A Florida condo building less than six blocks from the ruins of Champlain Towers South has been found to be structurally unsound — and residents are moving out in droves.
Regent Palace in Surfside, whose residents funded their own engineering study after the June 24 collapse nearby, got an urgent notice from city inspectors about serious problems there — and didn’t wait to pack up and leave, WTVJ-TV said.
“Honestly, you know, the building was analyzed and deemed unsafe, so we’re not gonna take any risk,” Regent resident Theo Magnat said.
“You know a couple of blocks down a building actually collapsed, so we don’t want anything tragic to happen,” Magnat told the station.

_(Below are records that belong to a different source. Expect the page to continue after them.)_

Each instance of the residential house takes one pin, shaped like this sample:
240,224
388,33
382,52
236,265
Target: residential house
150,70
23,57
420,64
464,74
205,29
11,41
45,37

The decision came after an alarming notice from the Surfside Building Department, which told the condo association the situation was so dire that the building needed to make immediate repairs before even seeking permits.
The building is 70 years old, the outlet said.
“Place shoring around all damaged columns, do not wait for building permits to do so,” city officials said in an email using boldface font. “It is imperative that you act immediately without delay.”
Regent condo board president Joerg Dokondke said the building began installing the additional support on the columns even before the city’s email.
“I believe we are doing what is necessary to protect people and property,” Dokondke told WTVJ. “Or to consider warnings that at one point people would not recognize as warnings, consider them serious too. That’s what we do here.”
Allyn Kilsheimer, a structural engineer hired by Surfside after the Champlain collapse, said Regent residents are doing the prudent thing by taking no chances.
“You know, if you see something that worries you in a building, you ought to say something,” Kilsheimer said.
First responders have pulled 97 bodies from the rubble at Champlain Towers South, with 95 identified as of earlier this week, officials said.
The Champlain association was given an engineer’s report in 2018 that flagged “major structural damage,” but delayed for three years while it bickered over the $15 million price tag for the work.